Day 3 of our group's Israel tour was a very full day.
Our aim for the day was to visit several of the locations around the Sea of Galilee where Jesus centered his ministry. We began with Capernaum, the city Jesus made his home for the 3 years of His public ministry (Matthew 4:13).
This is the synagogue from Jesus town. He would have regularly taught here. You can see that the lighter colored top section of rock from the 4th century sits on top of the darker foundation which is from Jesus' day:
Our next 2 stops were at the neighboring towns of Chorazin and Bethsaida. Jesus condemned these towns for their unbelief. His point was that even though the people of these towns had personally seen Jesus teach and perform miracles they had failed to repent of their sins by believing in Him. Instead, it seems they were in it for what Jesus could do for them. Read Jesus warning to them in Matthew 11:20-21.

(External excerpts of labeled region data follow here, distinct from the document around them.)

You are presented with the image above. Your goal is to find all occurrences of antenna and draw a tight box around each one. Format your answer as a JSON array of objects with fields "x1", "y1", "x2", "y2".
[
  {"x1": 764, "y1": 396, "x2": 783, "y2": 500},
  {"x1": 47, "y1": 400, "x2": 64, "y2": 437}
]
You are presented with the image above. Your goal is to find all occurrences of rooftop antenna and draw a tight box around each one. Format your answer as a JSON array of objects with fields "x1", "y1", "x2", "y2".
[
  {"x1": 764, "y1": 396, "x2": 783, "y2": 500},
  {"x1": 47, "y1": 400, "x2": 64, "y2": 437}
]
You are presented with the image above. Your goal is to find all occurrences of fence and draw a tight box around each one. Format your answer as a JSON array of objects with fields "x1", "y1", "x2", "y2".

Here our guide explains the importance of the Jewish Mikvah (ceremonial cleansing place), and its connection to the New Testament practice of baptism. The people of Israel were baptized over and over again to cleanse them in preparation of service to God, whereas believers in Christ are baptized one time to symbolize that Christ has forever cleansed them from all of their sins! This is the Mikvah in the city of Chorazin:
Here is the synagogue located in Chorazim, one of the nearby villages Jesus frequently traveled to, where He would have most certainly taught:
The city of Bethsaida was originally an ancient pagan city. In the 10th century BC David sought refuge from King Saul here. In Jesus' day, this town near the Sea of Galilee was home to brothers Peter and Andrew, and brothers James and John, all of whom Jesus called to be His followers. Notice this statue of Baal which is located here from centuries before Christ's time on earth:
In 1985 the water around the Sea of Galilee was at a very low level and some locals found a couple rusty old nails pressing up out of the mud around the shoreline. Upon further investigation they discovered where the nails were coming from- a first century wooden boat! This was the first discovery of such a vessel. This would have been the same kind of boat Jesus and the apostles used. Our next stop was to visit the museum where this boat is kept. Here is a picture of its remains:
Next we drove to the top Mount Arbel. There is no Biblical reference to this mountain, but from on top of it there is an ariel view of the entire Galilee region. Here is what you would see if you were standing on top of Mount Arbel:
Our final stop for the day was to the city of Magdala, the hometown of Mary of Magdalene. This is a very recent excavation and much is still being discovered. A synagogue has been discovered here and one of the unique features of this particular synagogue is the tile mosaic on the floor near the entrance. Jewish synagogues would not normally contain such decorative features, so this is a rare find! Here is a photo of part of the mosaic:
Another full day tomorrow to some of my favorite locations here near the Sea of Galilee!